Loin de la ligne d’arrivée
Alors que la réunion quadripartite du mois dernier qui a eu lieu au siège de la FINUL à Naqoura a fait les gros titres, les experts restent sceptiques quant à la possibilité de parvenir à une frontière internationalement reconnue.
« Avant d’aborder les points de discorde, nous devons déterminer les raisons pour lesquelles le Hezbollah continue de mener des opérations au sud du fleuve Litani sans en être dissuadé par l’armée libanaise ou la FINUL, comme le prévoit la résolution 1701 », déclare Tal Beeri, directeur de recherche à l’Alma Center.
En outre, selon lui, les forces armées libanaises sont de plus en plus chiites – en raison à la fois des tendances démographiques naturelles et de l’abrogation de la conscription obligatoire au Liban en 2007. Bien qu’aucun recensement officiel n’ait été effectué au Liban, « des estimations raisonnables situent la population chiite entre 35 % et 50 %, et les chiites se portent volontaires pour le service militaire dans des proportions beaucoup plus élevées que les autres groupes », selon Beeri.
« Il est difficile d’imaginer une armée dans laquelle de nombreux commandants et soldats chiites parviendraient à dissuader le Hezbollah ou à perturber ses activités de manière significative, » ajoute-t-il.

L’ancien envoyé américain Hof, qui a participé à de précédentes tentatives de médiation concernant la frontière maritime entre Israël et le Liban, est également conscient de l’emprise du Hezbollah sur la région frontalière.
« Le Hezbollah dispose encore d’une grande capacité armée et il peut l’utiliser au Liban pour tenter d’influencer la situation. Je pense que les diplomates israéliens et les médiateurs américains doivent garder cela à l’esprit », souligne Hof.
Si Israël et le Liban ont réussi à négocier une frontière maritime en 2022, cet accord a été largement motivé par des raisons économiques et, malgré les efforts livrés par Amos Hochstein, l’envoyé de l’administration américaine Biden, il n’a pas déclenché de négociations sur la frontière terrestre.

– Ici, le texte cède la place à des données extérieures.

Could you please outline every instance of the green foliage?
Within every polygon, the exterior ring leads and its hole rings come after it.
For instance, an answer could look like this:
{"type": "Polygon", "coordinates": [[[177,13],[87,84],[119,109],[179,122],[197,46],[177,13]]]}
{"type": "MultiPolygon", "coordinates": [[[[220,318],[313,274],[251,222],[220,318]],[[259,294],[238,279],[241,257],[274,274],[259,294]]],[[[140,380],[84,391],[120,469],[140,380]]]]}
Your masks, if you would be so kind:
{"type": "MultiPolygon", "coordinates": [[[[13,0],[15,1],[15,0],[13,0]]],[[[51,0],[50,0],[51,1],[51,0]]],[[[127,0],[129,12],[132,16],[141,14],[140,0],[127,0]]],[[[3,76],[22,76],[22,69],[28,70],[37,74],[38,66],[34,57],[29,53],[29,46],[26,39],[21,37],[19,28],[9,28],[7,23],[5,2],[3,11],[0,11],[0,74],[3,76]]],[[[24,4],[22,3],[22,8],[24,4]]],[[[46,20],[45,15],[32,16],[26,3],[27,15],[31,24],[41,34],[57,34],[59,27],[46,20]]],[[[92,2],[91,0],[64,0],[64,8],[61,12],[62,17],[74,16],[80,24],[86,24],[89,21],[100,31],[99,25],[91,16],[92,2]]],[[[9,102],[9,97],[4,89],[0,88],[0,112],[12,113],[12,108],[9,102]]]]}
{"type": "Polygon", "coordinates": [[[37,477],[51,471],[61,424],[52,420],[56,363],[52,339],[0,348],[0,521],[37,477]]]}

« Il faut procéder étape par étape, sans que personne n’essaie de franchir la ligne d’arrivée d’un seul coup », avertit Hof.
Des failles vieilles d’un siècle continuent de saper les tentatives de négociation, rappelant que les frontières internationales n’attendent pas d’être découvertes, mais qu’elles sont décidées par les États de part et d’autre.
Pour l’instant, et probablement pour un certain temps encore, Edna Peretz continuera donc à servir ses clients occasionnels à la gare routière centrale de Kiryat Shmona.
« Nous entendons encore des explosions trois à quatre fois par semaine », déplore-t-elle.